From a458b90d37297dfa86e9b3df46691efed54fcbac Mon Sep 17 00:00:00 2001
From: louyihua <SuperMouseLyh@hotmail.com>
Date: Wed, 19 Mar 2014 10:30:25 +0800
Subject: [PATCH] Fix incorrect parse of url in video_module.py

Sometimes the video url may look like 'http://abc.com/path/video.mp4?xxxx'.
(For example, the Windows Azure's media service will offer such type of url.)
The original code in video_module.py will produce 'mp4?xxxx' instead of 'mp4'
as the extension of a filename for such type of url, and therefore the video
will be non-playable. The fix here uses the built-in urlparse module to retrive
only the path component from a url and therefore the extension 'mp4' will be
correctly fetched.
---
 common/lib/xmodule/xmodule/video_module/video_module.py | 4 +++-
 1 file changed, 3 insertions(+), 1 deletion(-)

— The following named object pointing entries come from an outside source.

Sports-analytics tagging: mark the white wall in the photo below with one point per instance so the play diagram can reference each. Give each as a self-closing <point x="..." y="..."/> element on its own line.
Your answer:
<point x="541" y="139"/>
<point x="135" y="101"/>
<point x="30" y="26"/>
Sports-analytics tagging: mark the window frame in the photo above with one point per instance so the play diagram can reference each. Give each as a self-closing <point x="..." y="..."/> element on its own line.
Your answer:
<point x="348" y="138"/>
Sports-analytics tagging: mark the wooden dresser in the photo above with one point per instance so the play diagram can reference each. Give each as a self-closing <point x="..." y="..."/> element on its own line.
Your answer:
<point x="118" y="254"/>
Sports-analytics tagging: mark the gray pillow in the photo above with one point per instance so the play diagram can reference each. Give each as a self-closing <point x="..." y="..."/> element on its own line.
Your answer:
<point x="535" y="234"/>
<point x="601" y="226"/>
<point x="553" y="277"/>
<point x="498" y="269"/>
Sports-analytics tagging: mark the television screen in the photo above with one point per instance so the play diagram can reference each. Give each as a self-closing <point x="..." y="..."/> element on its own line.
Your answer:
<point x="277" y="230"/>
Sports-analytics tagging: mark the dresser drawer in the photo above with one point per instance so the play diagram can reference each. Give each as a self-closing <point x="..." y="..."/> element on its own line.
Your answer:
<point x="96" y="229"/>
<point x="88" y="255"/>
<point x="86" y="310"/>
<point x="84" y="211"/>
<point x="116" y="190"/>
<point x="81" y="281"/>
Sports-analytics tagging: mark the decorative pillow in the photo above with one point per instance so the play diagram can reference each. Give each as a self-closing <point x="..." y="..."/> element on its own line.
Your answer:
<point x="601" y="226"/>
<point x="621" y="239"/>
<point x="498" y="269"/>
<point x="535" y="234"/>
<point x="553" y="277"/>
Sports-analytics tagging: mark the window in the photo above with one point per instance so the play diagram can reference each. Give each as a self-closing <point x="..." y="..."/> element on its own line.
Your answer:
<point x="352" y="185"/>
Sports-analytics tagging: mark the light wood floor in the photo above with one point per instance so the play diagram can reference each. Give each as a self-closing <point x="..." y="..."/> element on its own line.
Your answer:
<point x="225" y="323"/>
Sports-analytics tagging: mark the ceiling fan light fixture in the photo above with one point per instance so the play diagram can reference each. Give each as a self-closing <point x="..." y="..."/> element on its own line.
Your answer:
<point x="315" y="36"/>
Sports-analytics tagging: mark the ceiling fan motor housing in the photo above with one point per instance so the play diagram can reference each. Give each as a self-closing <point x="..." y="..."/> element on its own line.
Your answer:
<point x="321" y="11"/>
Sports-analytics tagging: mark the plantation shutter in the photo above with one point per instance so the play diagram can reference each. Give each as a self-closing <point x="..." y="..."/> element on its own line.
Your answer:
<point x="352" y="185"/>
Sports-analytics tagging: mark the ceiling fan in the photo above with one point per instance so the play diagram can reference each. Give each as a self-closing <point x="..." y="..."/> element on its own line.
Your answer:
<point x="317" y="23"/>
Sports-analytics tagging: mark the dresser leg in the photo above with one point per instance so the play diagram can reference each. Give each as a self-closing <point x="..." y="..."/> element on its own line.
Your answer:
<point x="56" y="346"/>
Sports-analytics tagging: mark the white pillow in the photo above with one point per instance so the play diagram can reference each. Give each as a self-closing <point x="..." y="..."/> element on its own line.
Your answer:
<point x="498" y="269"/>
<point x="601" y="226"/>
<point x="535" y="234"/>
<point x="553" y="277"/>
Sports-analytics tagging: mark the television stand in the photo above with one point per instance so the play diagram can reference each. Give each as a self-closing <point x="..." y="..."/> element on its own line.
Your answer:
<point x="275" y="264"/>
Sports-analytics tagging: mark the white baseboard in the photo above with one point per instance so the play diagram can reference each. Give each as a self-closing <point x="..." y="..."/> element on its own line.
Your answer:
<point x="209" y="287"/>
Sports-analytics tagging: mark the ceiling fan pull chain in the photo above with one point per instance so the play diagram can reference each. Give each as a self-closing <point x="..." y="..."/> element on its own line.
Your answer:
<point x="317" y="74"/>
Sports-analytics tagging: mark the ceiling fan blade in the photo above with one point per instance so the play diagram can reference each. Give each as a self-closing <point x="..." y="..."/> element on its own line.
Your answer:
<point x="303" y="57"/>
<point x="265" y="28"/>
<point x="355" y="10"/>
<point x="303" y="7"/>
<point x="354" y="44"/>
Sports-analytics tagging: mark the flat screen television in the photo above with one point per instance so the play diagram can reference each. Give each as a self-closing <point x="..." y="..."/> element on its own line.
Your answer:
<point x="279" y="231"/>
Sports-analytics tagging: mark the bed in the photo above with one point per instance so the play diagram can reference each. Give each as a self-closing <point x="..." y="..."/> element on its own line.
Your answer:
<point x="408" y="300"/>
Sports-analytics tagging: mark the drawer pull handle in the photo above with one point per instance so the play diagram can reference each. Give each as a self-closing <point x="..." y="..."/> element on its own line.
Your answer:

diff --git a/common/lib/xmodule/xmodule/video_module/video_module.py b/common/lib/xmodule/xmodule/video_module/video_module.py
index 3b5bcfac2e..c2067cc026 100644
--- a/common/lib/xmodule/xmodule/video_module/video_module.py
+++ b/common/lib/xmodule/xmodule/video_module/video_module.py
@@ -43,6 +43,7 @@ from .video_utils import create_youtube_string
 
 from xmodule.modulestore.inheritance import InheritanceKeyValueStore
 from xblock.runtime import KvsFieldData
+from urlparse import urlparse
 
 log = logging.getLogger(__name__)
 
@@ -253,7 +254,8 @@ class VideoModule(VideoFields, XModule):
         track_url = None
         transcript_download_format = self.transcript_download_format
 
-        get_ext = lambda filename: filename.rpartition('.')[-1]
+        # Prevent incorrectly parsing urls like 'http://abc.com/path/video.mp4?xxxx'.
+        get_ext = lambda filename: urlparse(filename).path.rpartition('.')[-1]
         sources = {get_ext(src): src for src in self.html5_sources}
 
         if self.download_video: